Defendant’s argument fails because a jury could find that Plaintiff did not lie
to her supervisor and did not threaten physical violence at the workplace.
Plaintiff’s statement to her supervisor that she had “car trouble” and “car issues” is
not inconsistent with her husband’s testimony that the family car did not
“break down” during Plaintiff’s employment at the UPS Warehouse. Even if it
was, this inconsistency creates an issue of fact for the jury to resolve.
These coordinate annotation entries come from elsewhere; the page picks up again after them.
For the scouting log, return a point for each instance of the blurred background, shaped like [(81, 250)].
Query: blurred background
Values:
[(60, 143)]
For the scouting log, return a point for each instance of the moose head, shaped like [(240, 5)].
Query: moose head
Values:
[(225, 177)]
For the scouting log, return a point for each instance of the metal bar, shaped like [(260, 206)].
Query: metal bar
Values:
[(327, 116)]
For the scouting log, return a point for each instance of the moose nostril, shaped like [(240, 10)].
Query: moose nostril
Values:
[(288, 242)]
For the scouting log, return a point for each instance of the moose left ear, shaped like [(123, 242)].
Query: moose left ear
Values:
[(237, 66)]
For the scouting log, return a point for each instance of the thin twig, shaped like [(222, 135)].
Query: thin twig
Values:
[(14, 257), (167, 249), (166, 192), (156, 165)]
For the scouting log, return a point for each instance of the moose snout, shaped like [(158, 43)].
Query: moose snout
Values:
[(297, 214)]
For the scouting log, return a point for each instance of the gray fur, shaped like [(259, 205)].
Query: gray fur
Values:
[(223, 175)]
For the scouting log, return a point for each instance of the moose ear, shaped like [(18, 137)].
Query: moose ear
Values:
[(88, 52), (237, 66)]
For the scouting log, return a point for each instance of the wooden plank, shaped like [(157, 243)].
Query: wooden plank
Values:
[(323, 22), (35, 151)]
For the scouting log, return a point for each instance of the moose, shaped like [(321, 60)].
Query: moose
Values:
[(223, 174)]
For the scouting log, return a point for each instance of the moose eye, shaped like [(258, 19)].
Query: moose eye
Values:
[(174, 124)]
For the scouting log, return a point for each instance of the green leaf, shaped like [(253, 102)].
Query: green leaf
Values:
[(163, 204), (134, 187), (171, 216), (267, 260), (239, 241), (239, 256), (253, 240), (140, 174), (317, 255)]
Ms. Carthan’s testimony does not establish that Plaintiff threatened violence at the
workplace. Ms. Carthan stated only that she believed Plaintiff would “be crazy in
39
jail” or “somebody [would] be hurt” if she had continued working at the UPS
Warehouse.
Even if this after-acquired evidence did show Plaintiff lied to her supervisor
and threatened workplace violence, Defendant has not established that Plaintiff
“in fact would have been terminated on those grounds alone.” McKennon, 513
U.S. at 362-63. Lopez testified that Plaintiff’s alleged misconduct constituted
“reasons the company will take adverse employment action, up to and including
termination.” ([81.5] ¶ 3 (emphasis added)). This shows that Defendant could,
but not necessarily would, have terminated Plaintiff for lying to her supervisor and
threatening violence. Having conducted a de novo review of the record, the Court
agrees with the Magistrate Judge that Defendant is not entitled to summary
judgment on its after-acquired evidence defense. Defendant’s objections are
overruled, and Defendant’s Motion for Summary Judgment is denied.
IV.
CONCLUSION
For the foregoing reasons,
IT IS HEREBY ORDERED that Magistrate Judge Janet F. King’s Final
Report and Recommendation [124] is ADOPTED.
IT IS FURTHER ORDERED that Defendant’s Objection[s] to the Final
Report and Recommendation [128] are OVERRULED.
40
IT IS FURTHER ORDERED that Defendant’s Motion for Summary
Judgment [81] is DENIED.
SO ORDERED this 16th day of August, 2017.